The backup is not finished and we could not log in to the proxmox web interface.
Can anyone please help us?

Thanks a lot
 
you backup to a nfs share where both is located on the same physical host?
 
The nfs server and store is located on server 1. Server 1 and 2 backup via nfs share to server 1.
 
Is it possible to use proxmox 1.7 with kernel 2.6.18? Would kernel 2.6.24 also be old enough?
Thanks
 
Of course it's possible, and preferable, if you ask me. Only problems with latest kernel, at least for me. Question is, is your hardware supported (and it is, if working with 1.4), if so, just go for it, and don't think about it any longer.
 
We use drbd. Is it a problem if we switch back to an older kernel? I think we used the default 1.4 kernel 2.6.24 before.
 
Well, I guess it will work with 2.6.24 kernel, but you won't get any more security updates. It's realy awkward situation, and currently best solution is to get AMD based servers, but that's not any real comfort and possibility, in most cases. :)
 
configure the backup for server 1 NOT to use the NFS share. instead, just add a second backup destination pointing to the dir. (and you need to create a 'dummy' dir on the second node).

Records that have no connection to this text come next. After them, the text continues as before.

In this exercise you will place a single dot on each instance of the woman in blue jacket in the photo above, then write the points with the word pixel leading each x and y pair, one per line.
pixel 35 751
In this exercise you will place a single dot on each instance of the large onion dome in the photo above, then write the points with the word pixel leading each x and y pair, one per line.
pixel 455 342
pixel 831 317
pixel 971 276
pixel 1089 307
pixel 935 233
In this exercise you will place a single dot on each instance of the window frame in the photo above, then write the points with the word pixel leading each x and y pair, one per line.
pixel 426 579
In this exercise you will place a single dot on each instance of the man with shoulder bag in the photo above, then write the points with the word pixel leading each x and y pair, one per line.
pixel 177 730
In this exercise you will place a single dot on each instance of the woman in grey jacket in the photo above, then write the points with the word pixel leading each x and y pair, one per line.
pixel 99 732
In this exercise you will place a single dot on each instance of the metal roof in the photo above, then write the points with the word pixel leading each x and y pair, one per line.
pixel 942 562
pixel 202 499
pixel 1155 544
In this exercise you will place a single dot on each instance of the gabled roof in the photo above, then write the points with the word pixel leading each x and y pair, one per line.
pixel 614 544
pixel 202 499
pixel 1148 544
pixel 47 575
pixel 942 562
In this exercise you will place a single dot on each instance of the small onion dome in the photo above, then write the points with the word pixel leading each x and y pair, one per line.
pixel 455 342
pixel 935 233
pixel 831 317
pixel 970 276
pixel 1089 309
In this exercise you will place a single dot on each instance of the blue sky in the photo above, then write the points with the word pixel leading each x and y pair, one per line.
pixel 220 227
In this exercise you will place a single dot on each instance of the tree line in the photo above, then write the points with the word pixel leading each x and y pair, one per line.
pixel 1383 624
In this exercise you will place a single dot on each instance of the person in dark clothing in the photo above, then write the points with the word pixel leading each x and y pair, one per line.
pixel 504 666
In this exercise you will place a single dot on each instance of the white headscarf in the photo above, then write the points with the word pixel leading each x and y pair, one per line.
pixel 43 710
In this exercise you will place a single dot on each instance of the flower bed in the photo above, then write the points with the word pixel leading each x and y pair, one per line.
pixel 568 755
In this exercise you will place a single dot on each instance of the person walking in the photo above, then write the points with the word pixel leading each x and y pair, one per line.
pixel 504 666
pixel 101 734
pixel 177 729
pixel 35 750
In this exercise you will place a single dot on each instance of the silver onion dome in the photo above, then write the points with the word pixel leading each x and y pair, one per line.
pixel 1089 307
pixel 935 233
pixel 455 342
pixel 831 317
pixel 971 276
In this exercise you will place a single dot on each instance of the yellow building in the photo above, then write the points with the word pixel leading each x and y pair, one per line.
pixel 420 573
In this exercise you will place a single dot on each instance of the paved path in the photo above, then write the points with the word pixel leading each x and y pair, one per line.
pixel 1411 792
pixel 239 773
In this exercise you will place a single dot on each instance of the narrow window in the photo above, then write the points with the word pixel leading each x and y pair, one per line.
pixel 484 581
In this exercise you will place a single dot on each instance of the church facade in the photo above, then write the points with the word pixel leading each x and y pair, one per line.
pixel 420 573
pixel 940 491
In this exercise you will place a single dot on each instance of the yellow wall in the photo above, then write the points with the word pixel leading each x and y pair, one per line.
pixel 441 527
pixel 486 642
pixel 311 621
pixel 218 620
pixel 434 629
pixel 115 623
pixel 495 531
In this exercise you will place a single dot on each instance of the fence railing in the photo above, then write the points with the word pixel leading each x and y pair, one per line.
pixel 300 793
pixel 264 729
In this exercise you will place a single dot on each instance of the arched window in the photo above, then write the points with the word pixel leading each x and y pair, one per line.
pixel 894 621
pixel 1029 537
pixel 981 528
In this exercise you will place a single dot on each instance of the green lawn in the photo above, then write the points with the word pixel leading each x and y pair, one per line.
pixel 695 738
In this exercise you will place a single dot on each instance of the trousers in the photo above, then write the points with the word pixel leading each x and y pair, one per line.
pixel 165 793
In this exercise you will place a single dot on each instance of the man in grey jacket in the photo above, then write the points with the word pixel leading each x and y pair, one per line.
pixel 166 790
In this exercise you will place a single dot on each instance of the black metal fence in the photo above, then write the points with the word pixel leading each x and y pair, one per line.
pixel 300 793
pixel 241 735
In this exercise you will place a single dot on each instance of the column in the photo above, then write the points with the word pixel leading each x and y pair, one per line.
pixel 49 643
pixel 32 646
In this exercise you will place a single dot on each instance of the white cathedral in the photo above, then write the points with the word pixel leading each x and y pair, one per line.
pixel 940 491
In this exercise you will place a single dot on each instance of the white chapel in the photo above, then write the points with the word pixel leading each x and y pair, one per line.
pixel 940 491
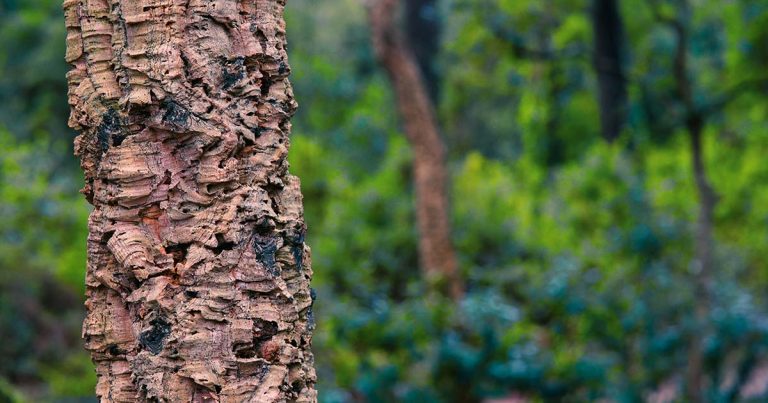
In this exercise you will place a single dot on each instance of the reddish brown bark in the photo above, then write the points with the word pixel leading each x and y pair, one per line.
pixel 436 253
pixel 198 276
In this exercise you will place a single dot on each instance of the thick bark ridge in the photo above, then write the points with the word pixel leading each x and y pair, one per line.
pixel 436 253
pixel 198 275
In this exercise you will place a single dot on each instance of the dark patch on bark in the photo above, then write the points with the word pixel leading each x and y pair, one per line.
pixel 310 318
pixel 232 72
pixel 178 251
pixel 265 248
pixel 154 338
pixel 222 244
pixel 175 114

we have seen this issue on several installations and its generally problematic to use NFS like this, at least there are some posts around.
 
Thanks a lot,first we will try the backup directly to the directory. If this will not help, we will try an older kernel.